Che l'uomo occidentale moderno viva in condizioni alienate è generalmente e superficialmente riconosciuto. In tempi in cui tutto viene ridotto a moda e a consumo, anche il contestare, la volontà di evadere dalla prigione, il ricercare autenticità e verità non fanno eccezione: tali istanze, debitamente banalizzate, vengono assimilate nell'intruglio ipnotizzante che oggi i mass media propongono – o meglio, impongono – come cultura. Per esempio, il movimento degli hippie, che in sé conteneva una forte carica di purificazione dall'ipocrisia e di aspirazione alla Realtà, è stato fatto passare per una mera questione di capelli, vestiti, droghe o politica utopistica di bassa lega e in tal modo reso insignificante. Non a caso, nella celebre summer of love del '68, a San Francisco, gli hippie celebrarono il proprio funerale, rigettando l'etichetta che l'establishment imponeva loro. Essi, avendo preso coscienza di essere già stati ridotti a merce, diedero il via ad una silenziosa diaspora, invisibile agli occhi degli ottenebrati che pretendono di possedere il segreto del mondo e del cuore umano.

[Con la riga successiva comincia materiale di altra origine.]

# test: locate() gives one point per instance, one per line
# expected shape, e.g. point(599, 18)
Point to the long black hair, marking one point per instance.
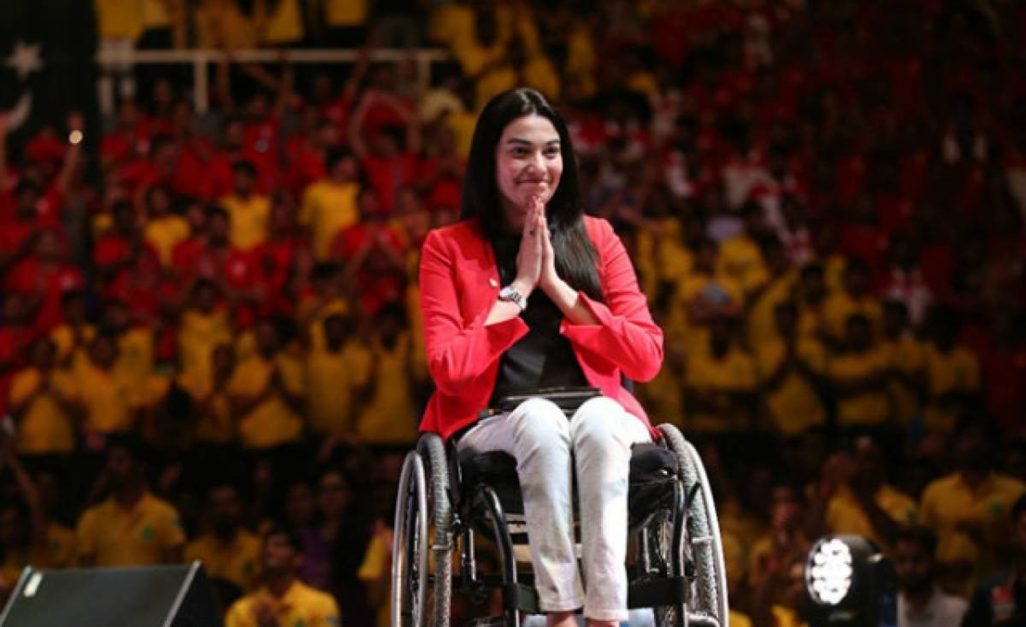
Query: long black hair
point(576, 257)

Oggi, dunque, tra le numerose tendenze di cui si cibano le masse, spicca il conformismo dell'anticonformismo: il lamento reiterato viene accettato e persino incoraggiato purché l’Intelligenza resti negletta, e non si risvegli l’uomo nobile, il solo capace di estirpare alle radici il “male di vivere”. In ambito “alternativo”, la propria appartenenza al movimento ecologico di sinistra o alla visione New Age viene sbandierata ai quattro venti, ma le strutture mentali negative del mondo che si pretende di contestare rimangono inalterate. Si parla di angeli, di ecologia, di olismo, di tecnologie ecocompatibili, invece che di telenovelas o di sport, si mangiano costosi cibi biologici invece che il solito scatolame inquinato, si ascoltano melodie melense mescolate a suoni della natura, sincretismi caotici di suoni etnici (world music) o persino bhajan e mantra hinduisti o buddhisti manipolati elettronicamente (trance), invece delle pretenziose canzonette di Sanremo o della più becera pop o disco music, ma la litigiosità, la vanità, l’infantile tendenza ad assolutizzare la propria opinione-doxa, e l'insopprimibile bisogno di rinchiudere l’Ineffabile in definizioni perdurano. Quanto sopra vale anche per certe correnti contestative di segno opposto.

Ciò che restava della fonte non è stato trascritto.